Parisian Renaud Chavannes is doing something about it. Chavannes, a journalist and digital entrepreneur, also authored Composition de la bande dessinée (Editions PLG). A thoughtful history and analysis of page layout, it took him a decade – and he wasn't prepared to see it simply appear and vanish. So he fought back by designing a shop of his own, an online boutique called Stripologie.com. Open for business since 2012, Stripologie sells books over the internet. But it's dedicated just to books about BD, to special editions and volumes on the history, art, and theory of comics.

And Frank Young has reviewed Paul Karasik and Mark Newgarden's How to Read Nancy.

“You can’t teach genius,” my friend and colleague Glenn Bray quipped in a recent email exchange. As an after-school teacher of comics, cartooning, and storytelling, I must bow my head and agree. One out of 50 of the middle-school kids I teach has the bonafide comics bug—that burning desire to draw and tell sequential stories. The rest do their imitation Sonic the Hedgehogs, Wimpy Kids, and Bendys, despite my invitations to create new characters instead of expending their energy on fanfic.

Some of the subtleties of How to Read Nancy—and its wry humor—may be lost on the age-group I teach, but this book has the potential to inform and inspire, by example, the process of comics-making to anyone willing to lend an ear and focus. It’s the best thing to happen for comics in a long time.

To make comics, one must study comics—just as a filmmaker watches movies and a novelist reads other writers. No art exists in a vacuum. We get the occasional void-artist (Henry Darger, Fletcher Hanks, Rory Hayes) but they’re a rare exception. With its focus on the most mainstream cartoonist of the 20th century, authors/theorists Paul Karasik and Mark Newgarden expose the self-evident truths hidden in plain sight in three panels of a comic strip that came and went in a blip in the summer of 1959.

Meanwhile, elsewhere:

—Brian Nicholson has written recent posts about Gabrielle Bell and E.A. Bethea

Her pages are uniform, six square panels to a page. Most panels feature Gabrielle in them. The square is a stage, you generally see her full body, taking up most of the height of it. She is skinny, there is room enough for backgrounds and other characters. Room enough also for a good amount of text. Usually this is dialogue, sometimes it’s more caption-driven. Sometimes the captions will accompany a drawing where Gabrielle has thought balloons going as well: The captions relaying an after-the-fact storytelling, while her thought balloons convey her thoughts at the moment being depicted. The desire for ink on the page results in marks that seems like they are meant to delineate folds in fabric, but there are more of them then there would be folds on fabric. The overall effect is anti-glamorous.
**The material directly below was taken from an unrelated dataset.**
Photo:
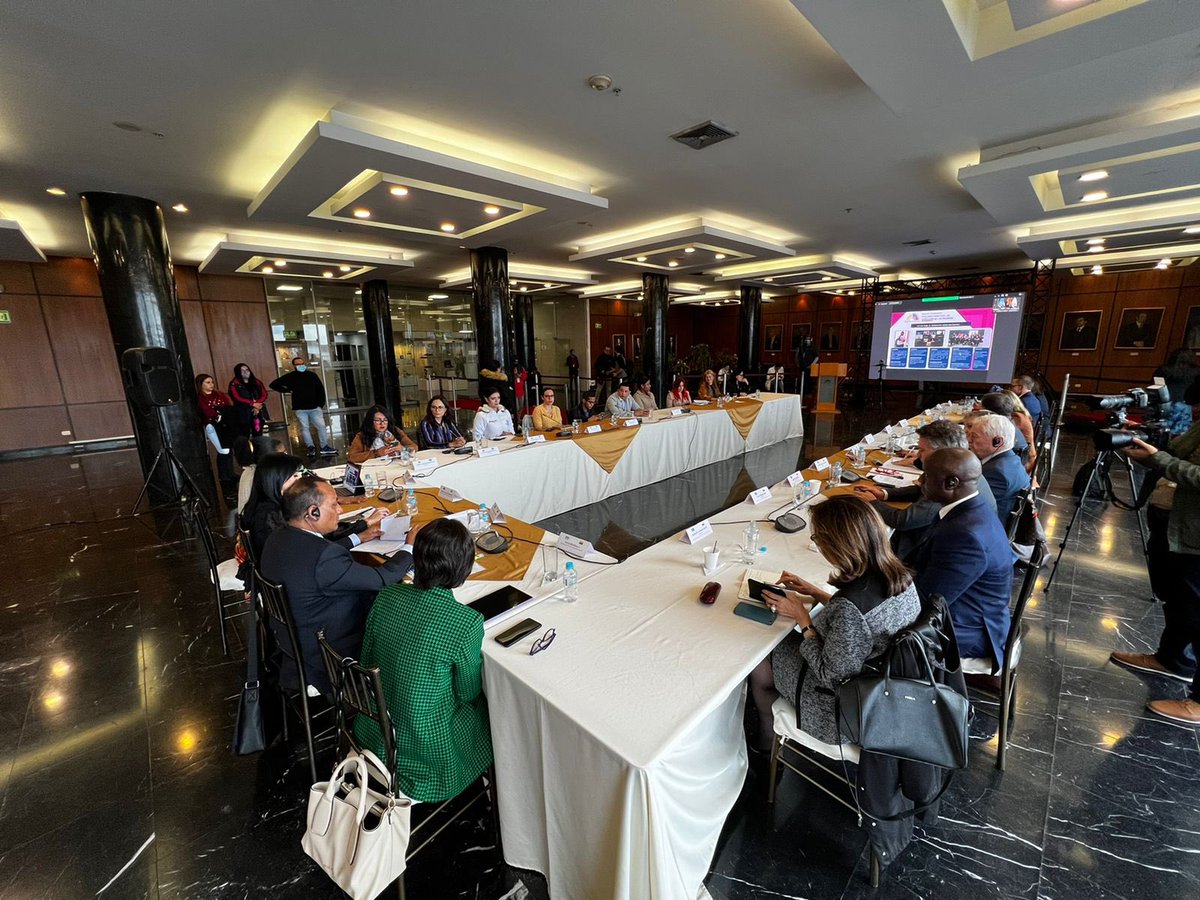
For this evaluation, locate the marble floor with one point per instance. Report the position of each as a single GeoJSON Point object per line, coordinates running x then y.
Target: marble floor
{"type": "Point", "coordinates": [117, 709]}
—and his disinterest in recent superhero comics:

DC currently has an imprint edited by the singer of the emo band My Chemical Romance, that’s clearly designed to be something of a throwback to the early days of Vertigo. I love a lot of those comics: The Peter Milligan Shade The Changing Man, the Grant Morrison Doom Patrol. My interest in reading the revivals falls apart on flip-through. The difference between the nineties iterations and their contemporary revivals is that, if the older audience identified with the label “alternative,” the ideal audience for these Young Animal comics are people who would describe themselves as “adorkable.”

—At Vulture, Abraham Riesman interviews Charles Burns.

The series took about a decade to complete. When you started with your notebooks and sketchbooks, did you know what the last page would look like?
Probably not right at the beginning, but I had a core idea. I knew what that last page was gonna be for, let’s say, seven years. At the very beginning, we’re floundering around trying to find a way in to tell the story, and to tell it the way that feels right. There’s a lot of missteps. I did maybe three pages of like a first version, and I was writing it and drawing in the way that I had kinda worked previously, and I realized I had to step away from that.

—The latest guest on the CBLDF podcast is R. Sikoryak.